When they do and take actions that are detrimental to the proper functioning of a free market they will get fined as well
Microsoft is not evil, not by any normal definition of the word, but they are using power to keep power. That's normal, and that's why anti-trust laws are draconian - something is needed to equalise the odds
Abuse of a natural monopoly.
> Apple should also give that choice to their OSX users.
Stuck at 10% global marketshare (probably below that in the EU), there is no risk Apple will be able to leverage a dominant OS position they don't even remotely have into market distortions in related domains.
On the other hand, I do find it weird there are no repercussions like this for Windows' new secure boot "feature".
Because "proprietary" is irrelevant, the operative word relevant to the original judgement was "monopoly". And more precisely abuse of a natural monopoly.
> It's Microsoft own operating system and they should be allowed to incorporate whatever piece of software they'd like, albeit to a reasonable extent.
If they were sitting at a 10% desktop OS market share that would be the case. But over the last ~150 years, natural monopolies have come to be seen as too dangerous (due to their ability to leverage an essentially impregnable stronghold into dominance in other domains through "legal" market distortions) to be left to play by the normal rules, so many first-world countries have additional rules for monopolistic entities to follow.

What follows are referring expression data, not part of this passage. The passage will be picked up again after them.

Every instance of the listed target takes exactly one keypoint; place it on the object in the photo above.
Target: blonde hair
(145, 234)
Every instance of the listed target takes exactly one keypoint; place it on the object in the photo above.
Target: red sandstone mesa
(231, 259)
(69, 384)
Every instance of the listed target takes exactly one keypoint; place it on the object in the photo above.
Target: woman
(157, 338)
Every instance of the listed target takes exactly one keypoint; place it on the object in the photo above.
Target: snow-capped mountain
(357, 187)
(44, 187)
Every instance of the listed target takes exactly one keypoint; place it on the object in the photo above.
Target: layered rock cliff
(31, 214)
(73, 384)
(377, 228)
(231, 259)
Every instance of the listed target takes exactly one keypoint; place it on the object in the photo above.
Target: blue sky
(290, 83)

In the EU, companies in dominant positions have "a special responsibility not to allow [their] conduct to impair competition on the common market".

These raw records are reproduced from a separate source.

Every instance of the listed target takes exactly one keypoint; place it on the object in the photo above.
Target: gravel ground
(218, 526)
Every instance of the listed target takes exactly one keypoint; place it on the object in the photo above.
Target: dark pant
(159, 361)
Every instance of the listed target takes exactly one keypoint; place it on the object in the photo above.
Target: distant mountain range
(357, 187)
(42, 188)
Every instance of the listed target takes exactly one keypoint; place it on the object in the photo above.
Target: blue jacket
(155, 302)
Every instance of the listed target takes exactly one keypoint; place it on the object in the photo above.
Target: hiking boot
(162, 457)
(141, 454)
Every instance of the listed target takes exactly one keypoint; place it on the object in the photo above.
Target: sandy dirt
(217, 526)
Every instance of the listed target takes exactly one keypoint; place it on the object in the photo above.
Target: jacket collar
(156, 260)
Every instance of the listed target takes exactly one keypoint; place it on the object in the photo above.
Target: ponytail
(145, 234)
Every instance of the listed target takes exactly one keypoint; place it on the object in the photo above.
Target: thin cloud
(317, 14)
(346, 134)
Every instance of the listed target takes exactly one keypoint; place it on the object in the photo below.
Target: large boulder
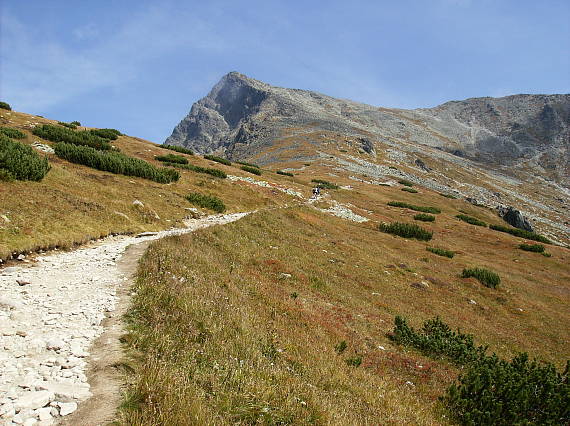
(514, 218)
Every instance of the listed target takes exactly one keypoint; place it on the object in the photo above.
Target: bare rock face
(242, 116)
(515, 218)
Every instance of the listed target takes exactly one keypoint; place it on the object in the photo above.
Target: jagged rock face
(242, 116)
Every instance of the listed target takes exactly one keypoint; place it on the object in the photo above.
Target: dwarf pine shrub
(114, 162)
(218, 160)
(20, 162)
(406, 230)
(171, 158)
(441, 252)
(493, 391)
(324, 184)
(424, 209)
(521, 233)
(253, 170)
(180, 149)
(424, 217)
(206, 201)
(12, 133)
(471, 220)
(436, 339)
(63, 134)
(536, 248)
(484, 276)
(206, 170)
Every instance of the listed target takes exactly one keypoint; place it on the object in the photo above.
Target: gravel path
(50, 314)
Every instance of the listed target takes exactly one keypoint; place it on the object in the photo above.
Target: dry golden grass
(220, 334)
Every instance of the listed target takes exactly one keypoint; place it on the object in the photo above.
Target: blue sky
(139, 65)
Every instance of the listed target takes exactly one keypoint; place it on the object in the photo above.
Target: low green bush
(323, 184)
(521, 233)
(484, 276)
(424, 217)
(406, 230)
(243, 163)
(114, 162)
(436, 339)
(20, 162)
(536, 248)
(471, 220)
(206, 201)
(171, 158)
(424, 209)
(180, 149)
(441, 252)
(410, 190)
(518, 392)
(218, 160)
(212, 172)
(253, 170)
(12, 133)
(62, 134)
(111, 134)
(493, 391)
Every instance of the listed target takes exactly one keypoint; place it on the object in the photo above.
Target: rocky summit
(242, 116)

If they raise the price by €1 and for the sake of argument we assume a net profit of 50%, they would have to sell 1.1 billion packages to recoup the fine (I don't think Microsoft has sold that many software products in their lifetime, but it's a fun little thought experiment). 1.1 billion Windows 8 licences at €280 a piece is €308 billion revenue of which the corporation taxes will flow back to the EU members. It's a win-win for our tax payers!
High software prices indeed harm tax payers. There is no win-win.
Microsoft already started hiking prices for some of the enterprise products, and for now they can afford this.
1. I don't think it's useless, when companies raise their price they loose customers so Microsoft will probably be more careful next time.
2. If it is useless in practice, we should change the law but surely not let them do what they want, just because it's useless.
To be more clear, there is noting illegal about HAVING a monopoly. It's what you do WITH a monopoly that matters. If you don't have a monopoly, you're much less restricted with what you can do.
To correct you analogy, it would be if one car company manufactured 90% of the cars and decided to sell the cars with its own tire brand.
But more importantly, problems caused by some monopolies (e.g. extortion), and monopolies themselves, have historically been the RESULT of government intervention. Other web browsers obviously can compete considering IE is not the most widely used browser anymore.
The browser ballot is BS imposed by bureaucrats.
If they did, I'd be heading to Brussels with a pitchfork along with about 100 other people at my company.